As for consolidation in the PTV industry, Lawson said mergers such as that of WNET N.Y.C. and WLIW Garden City, L.I., was one of the models. That merger resulted in reduced operating costs and expanded programming, he said. Other forms of consolidation could be sharing master control and outsourcing back office functions, he said. He said he didn’t see a trend as yet of religious broadcasters’ vying for PTV stations as was the case with public radio: “We have seen a lot more of that on the radio side in competing for new FM channels allocations.”

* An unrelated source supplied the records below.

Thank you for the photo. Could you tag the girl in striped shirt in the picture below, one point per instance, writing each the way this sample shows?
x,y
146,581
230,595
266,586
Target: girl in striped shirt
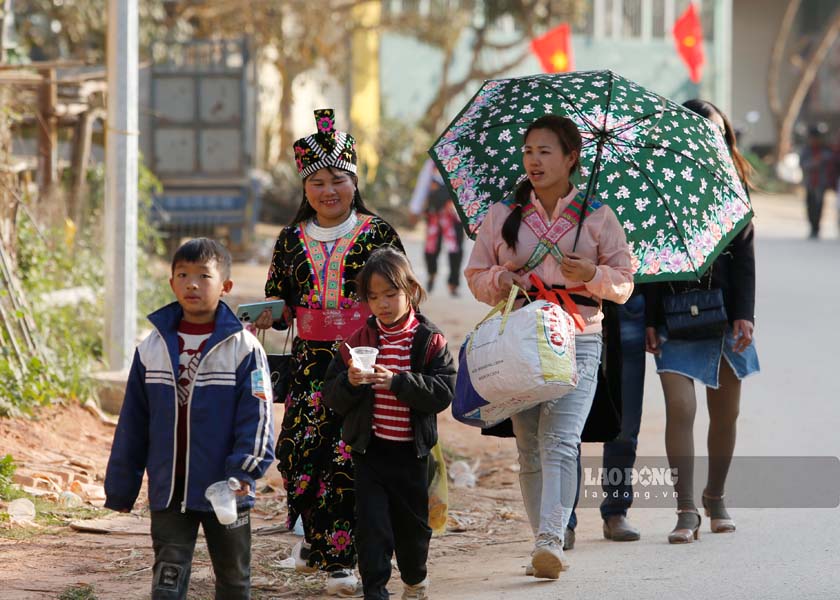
x,y
390,423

WQED, which won dereservation from the FCC as its 2nd station for WQEX after a protracted battle in July last year, hasn’t yet been able to sell the station. The proposed sale to ShootingStar Inc. for $20 million fell through because the prospective buyer couldn’t come up with the financing, CEO George Miles told us. Critics such as Starr have accused WQED of “misrepresenting” to the FCC that the dereservation and sale was on account of financial distress faced by the station. Miles said he could have sold the station to a religious broadcaster, but “I'm not inclined to do that.” That was because he wanted to make sure that the buyer was a “very strong local entity,” he said. Denying allegations that there were no offers for WQEX, he said “we are talking with people as we speak.” However, the problem now is that “the market as everybody knows is really down.”